Does anyone know how to get Lightroom to display the current file size in the Library grid cell, please? Even though my TIFFs are hudreds of MBs in size, Lightroom will only show the original RAW file size.

Thanks.


----------



## Mick Seymour (Dec 4, 2007)

There isn't a view option for file size. Is the Megapixels option any good to you?


----------



## 82.5FM (Dec 4, 2007)

If a TIFF is 5'' MB, and the 'Megapixels' tag says 17.2 MB (the original file size), it doesn't provide a lot of useful info for me. And as a DAM tool I should be able to see what current disk space it's taking up. If I want to know what the original file size was I can go and look back at the RAW file. See what I mean?


----------



## Mick Seymour (Dec 5, 2007)

For now, you can use the file size reported in the Metatdata pane.

Why not log your wish as a feature request with Adobe?


----------



## Victoria Bampton (Dec 5, 2007)

Feature request page is here: http://www.adobe.com/cfusion/mmform/index.cfm?name=wishform


----------



## 82.5FM (Dec 6, 2007)

Thanks.

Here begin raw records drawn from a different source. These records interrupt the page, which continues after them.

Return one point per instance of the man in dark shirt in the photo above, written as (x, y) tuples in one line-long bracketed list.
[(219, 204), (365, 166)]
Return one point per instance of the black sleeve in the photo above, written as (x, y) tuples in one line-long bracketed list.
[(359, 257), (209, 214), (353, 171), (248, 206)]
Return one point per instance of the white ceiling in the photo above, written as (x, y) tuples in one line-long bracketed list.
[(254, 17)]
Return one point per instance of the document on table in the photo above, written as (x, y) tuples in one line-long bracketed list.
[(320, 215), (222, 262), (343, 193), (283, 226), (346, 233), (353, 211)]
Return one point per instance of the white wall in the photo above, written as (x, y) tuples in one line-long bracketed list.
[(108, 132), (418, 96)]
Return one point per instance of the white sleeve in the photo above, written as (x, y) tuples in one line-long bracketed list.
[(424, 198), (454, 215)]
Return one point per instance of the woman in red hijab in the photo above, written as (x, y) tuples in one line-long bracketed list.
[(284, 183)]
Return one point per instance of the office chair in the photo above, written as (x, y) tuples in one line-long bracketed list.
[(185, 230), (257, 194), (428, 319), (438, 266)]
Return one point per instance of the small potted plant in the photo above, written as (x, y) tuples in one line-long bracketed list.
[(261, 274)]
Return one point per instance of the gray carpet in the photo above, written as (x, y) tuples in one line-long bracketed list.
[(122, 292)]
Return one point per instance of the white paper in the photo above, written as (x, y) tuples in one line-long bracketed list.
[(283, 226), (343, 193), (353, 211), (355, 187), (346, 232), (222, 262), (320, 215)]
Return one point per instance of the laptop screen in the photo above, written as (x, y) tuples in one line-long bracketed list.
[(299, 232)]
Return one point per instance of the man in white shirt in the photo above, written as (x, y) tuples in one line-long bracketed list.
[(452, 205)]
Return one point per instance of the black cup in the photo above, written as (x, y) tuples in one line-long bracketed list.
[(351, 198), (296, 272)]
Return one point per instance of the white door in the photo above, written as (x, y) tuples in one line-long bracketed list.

After I asked about it, I thought about putting in a feature request. About looking up the file size in the metadata pane, I've got no info on file size showing up there, just 'Dimensions' and 'Cropped.'


----------



## Mick Seymour (Dec 6, 2007)

82.5FM said:


> About looking up the file size in the metadata pane, I've got no info on file size showing up there, just 'Dimensions' and 'Cropped.'



You will find the file size on the 'All' metadata preset, selectable from the drop down list to the left of the 'Metadata' pane heading.


----------



## 82.5FM (Dec 6, 2007)

Sweet! Found it. Thanks very much.


----------